ただ、芋という安価な原料(みんなが手に入れることができる)であることや製造方法が簡便で泡盛のような蒸留酒の風味も味わえるということで、瞬く間に一般庶民の間に広まりました。

泡盛が上流階級のお酒としたら、芋酒は一般人のお酒ということです。

しかしこんな話もあります。

琉球政府の役人奉行は相当の高位高官にある身乍ら、米焼酎たる泡盛を常用せず、芋酒は泡盛よりも美味なるとして、之を用ひてきた。当時の人は之を又珍しいものにして居た。故に彼等奉行連は絶えず、良質なる芋酒をさがし求めていた。而して、某なる村に芋酒の逸品醸造されんと聞けば、直ちにその村の長をして、その逸品を上納するよう命じて飲用するを習慣としてきた。しかも、この上納命令を受けたる当人は勿論村全体も○を○上の光栄と心得も誇ったと言う。芋酒が、その実質に於いて如何にいかに上下に愛せられたかが分ん。

つまり・・・そういうことです^^;

泡盛よりも好きっていう人も多くいたってことですね。

一般庶民の間では冠婚葬祭に合わせて芋酒が振舞われ、またみんな自家醸造していたの蒸留器も各家庭にあったようですよ。

田中先生の本の中で面白かったのがこちら。

当時の婦人の芋酒製造技能の巧拙は、今日の中流以上の婦人に於ける、音曲、文芸趣味の様に、世人から非常に注目せられたもので、嫁を迎へんとする時の如き、先ず第一に質す言葉に「彼女は酒及び味噌を巧みに製造し得るや」であった。当時の農民間に在りて、女が女として価値付けられ、又は軽視せらるるのは、皆、芋酒製造の技術の巧拙如可であったのである。

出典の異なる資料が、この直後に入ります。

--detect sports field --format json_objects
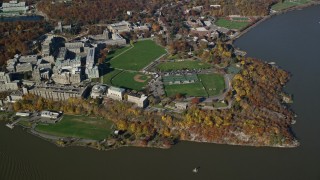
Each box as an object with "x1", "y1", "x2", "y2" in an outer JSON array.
[
  {"x1": 156, "y1": 60, "x2": 211, "y2": 71},
  {"x1": 271, "y1": 0, "x2": 312, "y2": 11},
  {"x1": 102, "y1": 69, "x2": 122, "y2": 85},
  {"x1": 35, "y1": 115, "x2": 114, "y2": 140},
  {"x1": 215, "y1": 18, "x2": 250, "y2": 30},
  {"x1": 164, "y1": 82, "x2": 208, "y2": 97},
  {"x1": 109, "y1": 40, "x2": 166, "y2": 71},
  {"x1": 164, "y1": 73, "x2": 225, "y2": 97},
  {"x1": 111, "y1": 71, "x2": 150, "y2": 90},
  {"x1": 198, "y1": 74, "x2": 225, "y2": 96},
  {"x1": 106, "y1": 46, "x2": 132, "y2": 62}
]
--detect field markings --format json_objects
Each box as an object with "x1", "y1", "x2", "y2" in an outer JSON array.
[{"x1": 109, "y1": 45, "x2": 134, "y2": 62}]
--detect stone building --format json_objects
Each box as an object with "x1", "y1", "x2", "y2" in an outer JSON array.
[
  {"x1": 19, "y1": 55, "x2": 38, "y2": 64},
  {"x1": 107, "y1": 86, "x2": 125, "y2": 101},
  {"x1": 15, "y1": 63, "x2": 33, "y2": 72},
  {"x1": 7, "y1": 90, "x2": 23, "y2": 102},
  {"x1": 90, "y1": 84, "x2": 107, "y2": 99},
  {"x1": 107, "y1": 21, "x2": 131, "y2": 33},
  {"x1": 89, "y1": 29, "x2": 110, "y2": 41},
  {"x1": 28, "y1": 84, "x2": 89, "y2": 101},
  {"x1": 175, "y1": 102, "x2": 188, "y2": 110},
  {"x1": 36, "y1": 59, "x2": 52, "y2": 69},
  {"x1": 0, "y1": 72, "x2": 12, "y2": 83},
  {"x1": 0, "y1": 82, "x2": 19, "y2": 92},
  {"x1": 127, "y1": 94, "x2": 149, "y2": 108},
  {"x1": 55, "y1": 56, "x2": 81, "y2": 69},
  {"x1": 51, "y1": 72, "x2": 81, "y2": 85},
  {"x1": 1, "y1": 1, "x2": 27, "y2": 13},
  {"x1": 86, "y1": 66, "x2": 99, "y2": 79},
  {"x1": 57, "y1": 47, "x2": 67, "y2": 61},
  {"x1": 86, "y1": 48, "x2": 95, "y2": 68},
  {"x1": 32, "y1": 67, "x2": 51, "y2": 81},
  {"x1": 65, "y1": 42, "x2": 85, "y2": 54},
  {"x1": 55, "y1": 21, "x2": 72, "y2": 33},
  {"x1": 6, "y1": 58, "x2": 17, "y2": 72}
]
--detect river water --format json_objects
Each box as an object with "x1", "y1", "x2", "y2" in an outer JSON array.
[
  {"x1": 1, "y1": 5, "x2": 320, "y2": 180},
  {"x1": 0, "y1": 16, "x2": 43, "y2": 22}
]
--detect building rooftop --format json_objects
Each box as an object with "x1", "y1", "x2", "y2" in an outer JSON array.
[{"x1": 109, "y1": 86, "x2": 125, "y2": 93}]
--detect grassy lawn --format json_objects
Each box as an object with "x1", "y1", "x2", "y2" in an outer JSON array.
[
  {"x1": 35, "y1": 115, "x2": 114, "y2": 140},
  {"x1": 106, "y1": 46, "x2": 132, "y2": 61},
  {"x1": 111, "y1": 71, "x2": 150, "y2": 91},
  {"x1": 198, "y1": 74, "x2": 225, "y2": 96},
  {"x1": 109, "y1": 40, "x2": 166, "y2": 71},
  {"x1": 271, "y1": 0, "x2": 312, "y2": 11},
  {"x1": 227, "y1": 64, "x2": 241, "y2": 74},
  {"x1": 213, "y1": 102, "x2": 228, "y2": 108},
  {"x1": 215, "y1": 18, "x2": 250, "y2": 30},
  {"x1": 102, "y1": 69, "x2": 122, "y2": 85},
  {"x1": 165, "y1": 82, "x2": 208, "y2": 97},
  {"x1": 18, "y1": 120, "x2": 32, "y2": 128},
  {"x1": 156, "y1": 61, "x2": 211, "y2": 71},
  {"x1": 231, "y1": 17, "x2": 250, "y2": 21}
]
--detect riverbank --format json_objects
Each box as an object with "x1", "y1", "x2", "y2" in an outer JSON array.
[
  {"x1": 230, "y1": 0, "x2": 320, "y2": 43},
  {"x1": 0, "y1": 0, "x2": 306, "y2": 152}
]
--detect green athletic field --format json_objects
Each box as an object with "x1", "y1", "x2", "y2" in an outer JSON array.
[
  {"x1": 215, "y1": 18, "x2": 250, "y2": 30},
  {"x1": 156, "y1": 60, "x2": 211, "y2": 71},
  {"x1": 198, "y1": 74, "x2": 225, "y2": 96},
  {"x1": 111, "y1": 71, "x2": 150, "y2": 91},
  {"x1": 164, "y1": 73, "x2": 225, "y2": 97},
  {"x1": 108, "y1": 40, "x2": 166, "y2": 71},
  {"x1": 164, "y1": 82, "x2": 208, "y2": 97},
  {"x1": 35, "y1": 115, "x2": 114, "y2": 140}
]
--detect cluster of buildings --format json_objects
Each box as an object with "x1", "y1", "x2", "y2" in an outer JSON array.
[
  {"x1": 41, "y1": 35, "x2": 100, "y2": 85},
  {"x1": 93, "y1": 85, "x2": 149, "y2": 108},
  {"x1": 0, "y1": 17, "x2": 155, "y2": 111},
  {"x1": 89, "y1": 21, "x2": 149, "y2": 46},
  {"x1": 28, "y1": 84, "x2": 90, "y2": 101}
]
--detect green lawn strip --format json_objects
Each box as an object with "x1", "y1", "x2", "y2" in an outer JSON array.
[
  {"x1": 231, "y1": 17, "x2": 250, "y2": 21},
  {"x1": 164, "y1": 82, "x2": 208, "y2": 97},
  {"x1": 227, "y1": 64, "x2": 241, "y2": 74},
  {"x1": 271, "y1": 0, "x2": 312, "y2": 11},
  {"x1": 213, "y1": 102, "x2": 228, "y2": 108},
  {"x1": 156, "y1": 61, "x2": 211, "y2": 71},
  {"x1": 111, "y1": 71, "x2": 150, "y2": 91},
  {"x1": 18, "y1": 120, "x2": 32, "y2": 128},
  {"x1": 35, "y1": 115, "x2": 114, "y2": 140},
  {"x1": 106, "y1": 45, "x2": 132, "y2": 62},
  {"x1": 102, "y1": 69, "x2": 123, "y2": 85},
  {"x1": 198, "y1": 74, "x2": 225, "y2": 96},
  {"x1": 109, "y1": 40, "x2": 166, "y2": 71},
  {"x1": 215, "y1": 18, "x2": 250, "y2": 30}
]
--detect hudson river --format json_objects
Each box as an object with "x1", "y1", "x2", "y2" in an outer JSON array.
[{"x1": 1, "y1": 5, "x2": 320, "y2": 180}]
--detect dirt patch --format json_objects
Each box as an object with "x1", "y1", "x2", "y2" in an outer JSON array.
[{"x1": 134, "y1": 74, "x2": 150, "y2": 83}]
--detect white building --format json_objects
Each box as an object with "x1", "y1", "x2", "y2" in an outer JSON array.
[
  {"x1": 16, "y1": 112, "x2": 31, "y2": 117},
  {"x1": 90, "y1": 85, "x2": 107, "y2": 99},
  {"x1": 127, "y1": 94, "x2": 149, "y2": 108},
  {"x1": 175, "y1": 102, "x2": 188, "y2": 110},
  {"x1": 107, "y1": 21, "x2": 131, "y2": 33},
  {"x1": 86, "y1": 48, "x2": 95, "y2": 68},
  {"x1": 1, "y1": 1, "x2": 27, "y2": 13},
  {"x1": 40, "y1": 111, "x2": 60, "y2": 119},
  {"x1": 107, "y1": 86, "x2": 125, "y2": 101}
]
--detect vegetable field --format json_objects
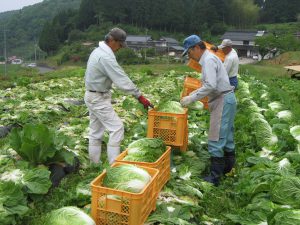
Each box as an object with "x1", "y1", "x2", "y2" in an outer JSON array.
[{"x1": 0, "y1": 65, "x2": 300, "y2": 225}]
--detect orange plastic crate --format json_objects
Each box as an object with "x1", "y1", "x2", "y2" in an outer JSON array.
[
  {"x1": 115, "y1": 146, "x2": 171, "y2": 195},
  {"x1": 206, "y1": 42, "x2": 225, "y2": 62},
  {"x1": 181, "y1": 76, "x2": 209, "y2": 109},
  {"x1": 187, "y1": 42, "x2": 225, "y2": 73},
  {"x1": 91, "y1": 163, "x2": 159, "y2": 225},
  {"x1": 181, "y1": 122, "x2": 188, "y2": 152},
  {"x1": 147, "y1": 109, "x2": 188, "y2": 151}
]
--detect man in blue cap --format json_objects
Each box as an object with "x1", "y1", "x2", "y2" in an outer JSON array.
[{"x1": 180, "y1": 35, "x2": 237, "y2": 186}]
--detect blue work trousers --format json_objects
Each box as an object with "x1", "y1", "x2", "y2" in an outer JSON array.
[
  {"x1": 229, "y1": 76, "x2": 238, "y2": 90},
  {"x1": 208, "y1": 92, "x2": 237, "y2": 157}
]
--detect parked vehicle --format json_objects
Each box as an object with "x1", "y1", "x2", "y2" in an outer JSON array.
[{"x1": 27, "y1": 63, "x2": 37, "y2": 67}]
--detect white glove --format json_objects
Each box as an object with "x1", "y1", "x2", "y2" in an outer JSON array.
[{"x1": 180, "y1": 96, "x2": 193, "y2": 107}]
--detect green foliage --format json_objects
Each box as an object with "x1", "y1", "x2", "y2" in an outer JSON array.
[
  {"x1": 269, "y1": 209, "x2": 300, "y2": 225},
  {"x1": 255, "y1": 34, "x2": 278, "y2": 59},
  {"x1": 271, "y1": 176, "x2": 300, "y2": 208},
  {"x1": 115, "y1": 48, "x2": 142, "y2": 65},
  {"x1": 255, "y1": 34, "x2": 300, "y2": 59},
  {"x1": 0, "y1": 0, "x2": 81, "y2": 59},
  {"x1": 0, "y1": 181, "x2": 29, "y2": 225},
  {"x1": 38, "y1": 22, "x2": 60, "y2": 54},
  {"x1": 77, "y1": 0, "x2": 97, "y2": 30},
  {"x1": 147, "y1": 203, "x2": 201, "y2": 224},
  {"x1": 9, "y1": 124, "x2": 76, "y2": 166},
  {"x1": 227, "y1": 0, "x2": 260, "y2": 29},
  {"x1": 68, "y1": 29, "x2": 84, "y2": 43},
  {"x1": 0, "y1": 167, "x2": 52, "y2": 195},
  {"x1": 259, "y1": 0, "x2": 300, "y2": 23}
]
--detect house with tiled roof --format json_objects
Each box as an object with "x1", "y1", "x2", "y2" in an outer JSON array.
[{"x1": 220, "y1": 30, "x2": 267, "y2": 57}]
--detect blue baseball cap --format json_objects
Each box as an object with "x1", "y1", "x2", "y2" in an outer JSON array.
[{"x1": 182, "y1": 35, "x2": 202, "y2": 56}]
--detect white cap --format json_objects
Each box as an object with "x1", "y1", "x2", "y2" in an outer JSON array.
[{"x1": 218, "y1": 39, "x2": 232, "y2": 49}]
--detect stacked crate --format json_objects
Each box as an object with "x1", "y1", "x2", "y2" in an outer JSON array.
[
  {"x1": 181, "y1": 76, "x2": 209, "y2": 109},
  {"x1": 115, "y1": 146, "x2": 171, "y2": 196},
  {"x1": 147, "y1": 108, "x2": 188, "y2": 151},
  {"x1": 91, "y1": 163, "x2": 159, "y2": 225}
]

昔の女性は芋酒が上手に造れるとモテていたんですね。笑

やはり頻繁に飲む日常のお酒でしたから、美味しいのが作れる奥さんの方がいいですよね!

しかし個人的に思うのは、この時代は「お酒を作るのは女性、飲むのは男性」のようですがいつ頃から女性がお酒を飲んでも違和感がなくなったのか気になります。

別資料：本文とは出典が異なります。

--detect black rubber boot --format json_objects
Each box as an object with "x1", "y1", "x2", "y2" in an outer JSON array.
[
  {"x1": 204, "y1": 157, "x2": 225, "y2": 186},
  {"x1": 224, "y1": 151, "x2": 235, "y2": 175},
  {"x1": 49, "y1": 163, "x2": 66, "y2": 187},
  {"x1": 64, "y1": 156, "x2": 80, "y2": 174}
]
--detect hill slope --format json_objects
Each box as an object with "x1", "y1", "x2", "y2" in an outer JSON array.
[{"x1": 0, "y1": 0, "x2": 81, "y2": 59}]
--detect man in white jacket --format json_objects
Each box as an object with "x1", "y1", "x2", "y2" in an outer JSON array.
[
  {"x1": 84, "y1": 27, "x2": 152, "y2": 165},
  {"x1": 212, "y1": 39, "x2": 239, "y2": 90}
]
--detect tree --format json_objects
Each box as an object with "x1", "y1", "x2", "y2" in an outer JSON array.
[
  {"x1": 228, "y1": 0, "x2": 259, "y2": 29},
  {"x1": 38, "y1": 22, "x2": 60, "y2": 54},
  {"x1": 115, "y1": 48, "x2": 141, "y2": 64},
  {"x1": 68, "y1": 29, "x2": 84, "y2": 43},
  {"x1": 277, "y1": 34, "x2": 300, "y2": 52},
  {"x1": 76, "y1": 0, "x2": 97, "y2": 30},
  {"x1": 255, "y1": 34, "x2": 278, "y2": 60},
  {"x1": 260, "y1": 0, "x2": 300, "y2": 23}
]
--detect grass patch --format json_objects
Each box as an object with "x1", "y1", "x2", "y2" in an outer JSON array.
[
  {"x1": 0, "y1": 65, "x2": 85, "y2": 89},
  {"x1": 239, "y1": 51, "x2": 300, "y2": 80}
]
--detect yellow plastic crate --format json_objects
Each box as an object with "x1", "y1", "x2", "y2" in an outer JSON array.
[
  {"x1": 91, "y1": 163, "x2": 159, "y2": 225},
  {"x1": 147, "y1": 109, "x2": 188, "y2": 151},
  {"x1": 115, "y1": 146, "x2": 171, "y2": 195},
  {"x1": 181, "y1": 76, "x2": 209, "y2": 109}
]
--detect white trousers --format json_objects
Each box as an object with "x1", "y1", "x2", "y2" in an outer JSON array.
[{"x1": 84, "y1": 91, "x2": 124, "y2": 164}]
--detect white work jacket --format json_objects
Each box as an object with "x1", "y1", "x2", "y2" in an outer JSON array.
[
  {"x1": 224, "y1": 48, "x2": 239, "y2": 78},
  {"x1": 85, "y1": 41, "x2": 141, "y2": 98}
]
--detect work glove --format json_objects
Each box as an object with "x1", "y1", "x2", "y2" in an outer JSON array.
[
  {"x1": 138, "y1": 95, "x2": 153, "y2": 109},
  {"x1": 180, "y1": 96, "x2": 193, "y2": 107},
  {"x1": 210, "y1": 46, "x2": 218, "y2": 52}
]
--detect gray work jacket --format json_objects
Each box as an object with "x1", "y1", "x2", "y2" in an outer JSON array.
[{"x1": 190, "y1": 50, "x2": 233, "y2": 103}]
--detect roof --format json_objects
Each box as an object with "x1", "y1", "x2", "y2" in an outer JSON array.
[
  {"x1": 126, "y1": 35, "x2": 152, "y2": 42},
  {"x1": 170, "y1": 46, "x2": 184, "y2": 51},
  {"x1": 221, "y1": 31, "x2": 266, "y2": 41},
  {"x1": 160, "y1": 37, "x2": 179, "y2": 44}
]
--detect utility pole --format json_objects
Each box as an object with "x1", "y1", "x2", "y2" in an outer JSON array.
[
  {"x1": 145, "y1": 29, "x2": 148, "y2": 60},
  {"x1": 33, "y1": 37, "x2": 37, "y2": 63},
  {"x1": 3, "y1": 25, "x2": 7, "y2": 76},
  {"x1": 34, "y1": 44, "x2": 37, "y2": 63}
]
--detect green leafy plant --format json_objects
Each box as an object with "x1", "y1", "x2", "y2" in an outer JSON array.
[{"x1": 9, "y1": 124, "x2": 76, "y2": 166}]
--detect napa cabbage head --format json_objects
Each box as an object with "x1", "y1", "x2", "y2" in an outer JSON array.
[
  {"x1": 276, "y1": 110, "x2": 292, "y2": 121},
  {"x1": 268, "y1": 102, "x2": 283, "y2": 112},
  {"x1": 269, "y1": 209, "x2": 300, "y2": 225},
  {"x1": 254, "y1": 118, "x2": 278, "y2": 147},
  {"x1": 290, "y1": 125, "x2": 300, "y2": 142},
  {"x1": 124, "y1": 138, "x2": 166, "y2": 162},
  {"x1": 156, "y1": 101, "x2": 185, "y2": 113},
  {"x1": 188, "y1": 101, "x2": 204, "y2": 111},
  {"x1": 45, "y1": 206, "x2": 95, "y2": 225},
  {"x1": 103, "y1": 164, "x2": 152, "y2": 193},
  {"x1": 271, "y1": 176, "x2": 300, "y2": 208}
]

家に出来上がった芋酒を貯蔵しておく際も、出来によって1番酒、2番酒、3番酒と3段階に区別し、振る舞う際にその相手の身分や間柄、親戚かどうかなどに合わせて変えていたようです。

こうして多くの人に愛された芋酒ですが、明治41年1月に酒税法の適用によって自由醸造ができなくなり、家庭にあった蒸留器も全て没収させられました。泣

こうして「芋酒」は消えていったのでした・・・。